Relax. Don't start worrying until you really have a reason to. :smile:


----------



## frogdog (Aug 10, 2011)

It seems to be all ok...Yogi has pooped three times since ingesting the bones...which is a lot for him...normal is once a day. 

Last night poops were close to normal...this morning somewhat golden liquid with a lot of mucos.

Yes, I was concerned they would not digest and rip him as they were excreted. You know us doggie parents get a little over cautious...obsessive at times...maybe borderline neurosis - of course, I'm not speaking of me. We were actually all calm in the hood...just wanted to make sure there was no reason for worry.

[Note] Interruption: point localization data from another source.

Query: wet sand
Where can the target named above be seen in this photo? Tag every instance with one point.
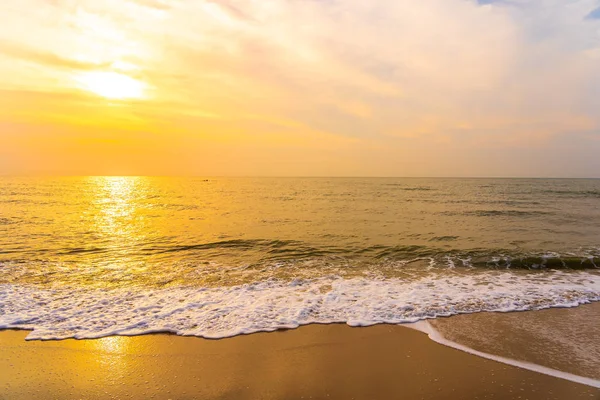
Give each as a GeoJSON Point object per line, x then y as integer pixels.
{"type": "Point", "coordinates": [312, 362]}
{"type": "Point", "coordinates": [565, 339]}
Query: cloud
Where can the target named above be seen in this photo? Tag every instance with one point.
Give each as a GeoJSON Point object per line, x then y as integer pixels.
{"type": "Point", "coordinates": [45, 58]}
{"type": "Point", "coordinates": [407, 76]}
{"type": "Point", "coordinates": [594, 14]}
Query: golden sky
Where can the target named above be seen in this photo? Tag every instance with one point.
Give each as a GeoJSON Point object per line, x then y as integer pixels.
{"type": "Point", "coordinates": [300, 87]}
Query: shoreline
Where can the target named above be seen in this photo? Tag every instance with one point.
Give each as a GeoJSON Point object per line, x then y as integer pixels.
{"type": "Point", "coordinates": [322, 361]}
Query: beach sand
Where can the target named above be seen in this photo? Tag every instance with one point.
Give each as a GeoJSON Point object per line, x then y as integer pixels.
{"type": "Point", "coordinates": [312, 362]}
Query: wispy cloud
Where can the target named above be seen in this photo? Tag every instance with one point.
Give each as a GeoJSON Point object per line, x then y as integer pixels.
{"type": "Point", "coordinates": [391, 74]}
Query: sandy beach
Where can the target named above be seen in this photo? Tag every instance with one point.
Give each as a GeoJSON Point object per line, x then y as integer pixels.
{"type": "Point", "coordinates": [312, 362]}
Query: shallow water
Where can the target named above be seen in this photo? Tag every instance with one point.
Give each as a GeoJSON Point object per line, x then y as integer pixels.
{"type": "Point", "coordinates": [216, 257]}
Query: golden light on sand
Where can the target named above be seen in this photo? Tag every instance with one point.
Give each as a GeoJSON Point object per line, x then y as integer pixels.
{"type": "Point", "coordinates": [112, 85]}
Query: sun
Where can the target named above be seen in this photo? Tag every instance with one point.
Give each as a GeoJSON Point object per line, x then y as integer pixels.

Yes, Donna...we may be finding all ourselves on a AA forum...or we could have a designated dogs driven us to drink forum on here. We could have a coctail exchange...ways to numb our worries and stress.


----------



## MollyWoppy (Mar 19, 2010)

frogdog said:


> Yes, Donna...we may be finding all ourselves on a AA forum...or we could have a designated dogs driven us to drink forum on here. We could have a coctail exchange...ways to numb our worries and stress.


Hey, count me in!!

Glad to hear he's ok. I had no doubts though, but I'm happy that you are now happy too!


----------



## frogdog (Aug 10, 2011)

Well, thank you ma'am :biggrin: and you def are part of the mischief drinking committee..LOL


----------



## magicre (Apr 7, 2010)

Donna Little said:


> Mine have never had beef bone but they've gulped down (with no chewing) pieces much larger and my guys are all much smaller than Yogi so I'm sure he'll be fine.
> 
> And on another note, should we all be worried about becoming alcoholics since it seems to be a theme to drink when our dogs are stressing us out? I'm having wine right now and even though the day has gone fairly smoothly I'm sure I could blame it on any one of my guys. Or Re for always suggesting it...:wink:


i didn't drink as much as i do now.....so if i'm going to live through the trail of terror and the venison bones and yogi swallowing, ahem, pieces of marrow bone, etc. etc. etc....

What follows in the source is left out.